Neither can I agree with the special concurrence's reliance on the Committee Comments to Rule 7.2, Ala.R.Crim.P. Although committee comments to a rule of court may be persuasive, they are not binding on a court's interpretation of a rule. SeeIverson v. Xpert Tune, Inc., 553 So.2d 82 (Ala. 1989);Thomas v. Liberty *Page 1228 Nat'l Life Ins. Co., 368 So.2d 254 (Ala. 1979).

Accordingly, I believe the district attorney's petition for a writ of prohibition is due to be granted, and I respectfully dissent from the order denying the writ.

5 Although the circuit court had lost jurisdiction to do so, it purported to deny the motion for a new trial on October 20, 2005 — after the motion had been deemed denied by operation of law 60 days after sentencing.
6 The day after Herring was released, Herring's brief was filed in this Court.
7 Rule 9(b), Ala. R.App. P., states: "Release after judgment of conviction shall be governed by Title 15, §§ 368 and 372 [now Ala. Code 1975, § 12-22-170]."
8 I believe that this view promotes finality of judgments and is consistent with Rule 1.2, Ala.R.Crim.P. Rule 1.2, states:

"These rules are intended to provide for the just and speedy determination of every criminal proceeding.
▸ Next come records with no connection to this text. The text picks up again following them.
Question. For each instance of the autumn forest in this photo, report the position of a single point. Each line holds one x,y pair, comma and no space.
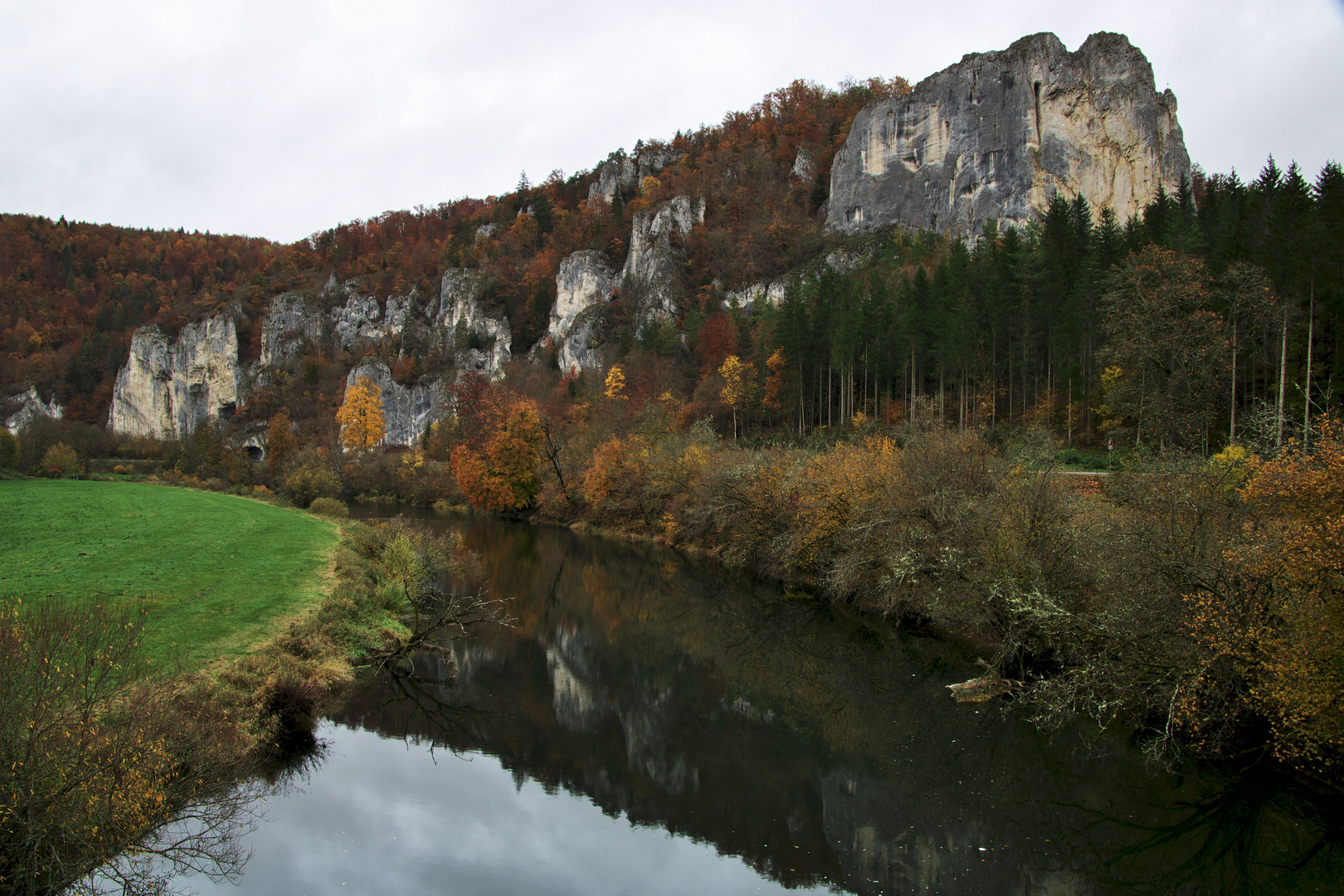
891,434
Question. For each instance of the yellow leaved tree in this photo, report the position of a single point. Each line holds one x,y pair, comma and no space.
360,416
737,386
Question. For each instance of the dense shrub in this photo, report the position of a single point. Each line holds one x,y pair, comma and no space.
329,507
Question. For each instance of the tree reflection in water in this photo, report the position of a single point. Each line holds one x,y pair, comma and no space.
817,746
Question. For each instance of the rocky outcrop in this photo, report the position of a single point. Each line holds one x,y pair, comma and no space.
582,286
479,342
168,387
772,293
288,325
407,411
23,407
624,173
999,134
295,320
654,265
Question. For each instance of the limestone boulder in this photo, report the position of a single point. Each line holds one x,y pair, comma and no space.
582,286
999,134
407,411
168,387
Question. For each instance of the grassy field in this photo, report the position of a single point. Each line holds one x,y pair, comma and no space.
216,571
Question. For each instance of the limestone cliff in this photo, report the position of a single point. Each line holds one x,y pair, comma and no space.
168,387
23,407
652,273
479,342
624,173
999,134
582,285
407,411
293,321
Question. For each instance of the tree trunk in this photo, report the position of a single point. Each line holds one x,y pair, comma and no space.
1307,390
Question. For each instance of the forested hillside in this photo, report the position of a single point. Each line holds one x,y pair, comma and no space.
73,293
869,416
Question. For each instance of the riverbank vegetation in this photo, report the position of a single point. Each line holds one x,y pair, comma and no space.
134,761
212,571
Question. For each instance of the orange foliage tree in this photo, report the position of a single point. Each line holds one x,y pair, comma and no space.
360,416
1280,621
498,470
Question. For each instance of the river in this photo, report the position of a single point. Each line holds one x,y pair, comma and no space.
659,724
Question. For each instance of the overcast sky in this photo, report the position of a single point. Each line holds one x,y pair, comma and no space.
280,119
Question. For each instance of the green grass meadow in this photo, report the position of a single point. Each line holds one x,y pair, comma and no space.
216,571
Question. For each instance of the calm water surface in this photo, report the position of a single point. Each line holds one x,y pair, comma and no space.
654,724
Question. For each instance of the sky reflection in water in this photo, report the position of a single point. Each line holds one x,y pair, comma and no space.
382,816
640,694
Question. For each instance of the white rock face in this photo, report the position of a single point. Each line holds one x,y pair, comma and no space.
652,265
804,167
30,406
167,388
290,323
583,284
626,173
999,134
772,293
292,320
407,411
479,342
613,175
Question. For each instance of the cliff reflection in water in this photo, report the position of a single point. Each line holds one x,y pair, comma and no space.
819,747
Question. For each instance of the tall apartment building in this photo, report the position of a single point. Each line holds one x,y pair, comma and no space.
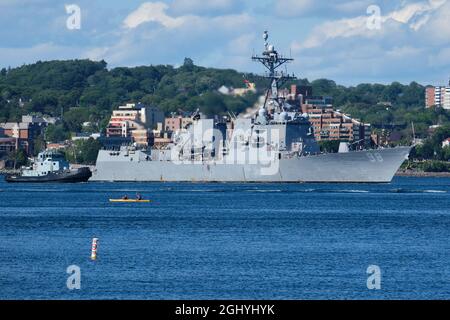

They shall be construed to secure simplicity in procedure, fairness in administration, and the elimination of unnecessary delay and expense, and to protect the rights of the individual while preserving the public welfare."

9 The circuit court did not stay execution of Herring's sentence. See Patterson v. State, 43 Ala.App. 190,185 So.2d 527 (1966).
10 I believe the Alabama Supreme Court intended that a trial judge have jurisdiction to entertain a request for bail at any time before a defendant is remanded to the custody of the Alabama Department of Corrections.
11 I urge the Alabama Supreme Court to address the problems exemplified by this case by amending Rule 7.2, Ala.R.Crim.P., to provide a time period within which a lower court may entertain a request for an appeal bond.